Isn’t it a sick irony to be expected to be grateful to the arsonists that sets your House (and Senate) on fire but calls the fire department in time to save your elderly mother’s life from burning completely down? Damaged but at least not ashes?

Yes, i’m grateful to God for His grace. i’m grateful to the majority of the Senate who held firm. And to the Representative who came up with the sweep idea. And to the House members who voted to pass the Senate’s HCB3.

And to the policy makers, staff, advocates, lobbyists and citizens who exerted great effort, imagination and patience to do all within their power to protect over 108,000 people from losing a lot of the little they have.

Why should we be grateful to those who risked people’s lives and well being and then, at the very last minute, decided to do the right thing to savage badly damaged political capital? Especially since they promise to do it all again next time.

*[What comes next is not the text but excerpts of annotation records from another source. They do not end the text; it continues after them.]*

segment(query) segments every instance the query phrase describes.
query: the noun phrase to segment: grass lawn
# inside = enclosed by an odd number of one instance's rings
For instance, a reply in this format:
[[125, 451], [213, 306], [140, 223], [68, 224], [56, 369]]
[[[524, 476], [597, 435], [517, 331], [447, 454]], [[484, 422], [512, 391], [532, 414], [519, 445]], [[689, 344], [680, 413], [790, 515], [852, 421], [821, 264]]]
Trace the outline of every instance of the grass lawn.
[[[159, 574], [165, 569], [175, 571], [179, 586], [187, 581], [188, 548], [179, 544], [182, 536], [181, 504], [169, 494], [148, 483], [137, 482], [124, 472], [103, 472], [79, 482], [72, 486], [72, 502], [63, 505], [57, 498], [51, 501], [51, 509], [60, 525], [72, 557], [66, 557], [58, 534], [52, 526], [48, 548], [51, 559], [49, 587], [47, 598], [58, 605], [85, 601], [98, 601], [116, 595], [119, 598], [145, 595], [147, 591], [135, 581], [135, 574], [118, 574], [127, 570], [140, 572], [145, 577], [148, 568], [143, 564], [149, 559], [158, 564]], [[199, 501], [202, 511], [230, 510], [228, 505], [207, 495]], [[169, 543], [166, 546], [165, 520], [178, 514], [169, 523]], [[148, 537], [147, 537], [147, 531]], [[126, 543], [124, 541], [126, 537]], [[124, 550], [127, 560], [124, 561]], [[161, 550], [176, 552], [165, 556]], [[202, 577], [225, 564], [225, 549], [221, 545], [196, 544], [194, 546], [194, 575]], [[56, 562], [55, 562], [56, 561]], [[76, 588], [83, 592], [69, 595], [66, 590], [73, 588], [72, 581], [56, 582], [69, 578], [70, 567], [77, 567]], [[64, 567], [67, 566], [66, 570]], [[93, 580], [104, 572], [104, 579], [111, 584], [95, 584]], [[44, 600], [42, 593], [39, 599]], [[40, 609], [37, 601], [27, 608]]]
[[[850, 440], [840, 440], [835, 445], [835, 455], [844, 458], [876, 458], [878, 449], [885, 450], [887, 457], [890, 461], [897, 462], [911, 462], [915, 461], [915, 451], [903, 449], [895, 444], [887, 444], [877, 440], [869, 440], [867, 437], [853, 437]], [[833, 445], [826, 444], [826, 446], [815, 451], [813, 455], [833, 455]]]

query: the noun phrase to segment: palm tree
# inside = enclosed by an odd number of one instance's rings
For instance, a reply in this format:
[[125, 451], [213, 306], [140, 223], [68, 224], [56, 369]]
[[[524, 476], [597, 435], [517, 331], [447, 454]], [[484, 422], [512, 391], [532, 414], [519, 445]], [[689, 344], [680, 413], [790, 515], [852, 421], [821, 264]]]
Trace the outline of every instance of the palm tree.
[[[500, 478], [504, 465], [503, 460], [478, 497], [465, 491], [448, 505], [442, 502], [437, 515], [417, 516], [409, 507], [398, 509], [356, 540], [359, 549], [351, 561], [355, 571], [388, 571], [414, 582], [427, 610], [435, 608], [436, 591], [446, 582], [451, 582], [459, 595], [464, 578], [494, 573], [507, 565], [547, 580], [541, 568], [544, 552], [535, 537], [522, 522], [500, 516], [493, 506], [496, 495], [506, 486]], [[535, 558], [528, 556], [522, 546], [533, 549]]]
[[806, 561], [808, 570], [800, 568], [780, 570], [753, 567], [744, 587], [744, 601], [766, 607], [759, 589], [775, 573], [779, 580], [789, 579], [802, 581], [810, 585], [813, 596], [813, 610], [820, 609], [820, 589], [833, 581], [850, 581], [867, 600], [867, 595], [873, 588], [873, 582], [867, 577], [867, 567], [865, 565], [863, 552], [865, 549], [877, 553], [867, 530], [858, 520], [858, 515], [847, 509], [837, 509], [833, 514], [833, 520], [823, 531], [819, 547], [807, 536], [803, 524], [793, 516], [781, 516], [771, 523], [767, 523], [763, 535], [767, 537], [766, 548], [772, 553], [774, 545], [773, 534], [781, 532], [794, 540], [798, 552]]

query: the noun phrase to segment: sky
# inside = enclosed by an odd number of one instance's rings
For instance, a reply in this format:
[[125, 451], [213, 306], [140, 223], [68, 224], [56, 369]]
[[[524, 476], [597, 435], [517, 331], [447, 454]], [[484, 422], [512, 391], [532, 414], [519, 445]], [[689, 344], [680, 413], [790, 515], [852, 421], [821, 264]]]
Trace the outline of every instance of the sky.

It is good that they did what is right, prudent and kind. And it is appropriate to say “thank you”.

But like my mother taught me: “You shouldn’t expect praise for doing what you’re supposed do anyway.”

There is a saying: “When the game is over the king and the pawns all go into the same box.”

Except the pawns usually go into the box much sooner and more worn than the king.

It is so good to know there are still people who recognize we don’t have to be pawns in someone else’s game.

And that no matter how much they insist, we can resist would-be kings and let them fall into the very boxes they have made for others.

Don’t forget: To stay outside of the box, remember there is a box.

And that you are no pawn.

The views, opinions or analysis expressed here only reflect those beliefs of Shawn D’Abreu and not of any clients represented by DDS.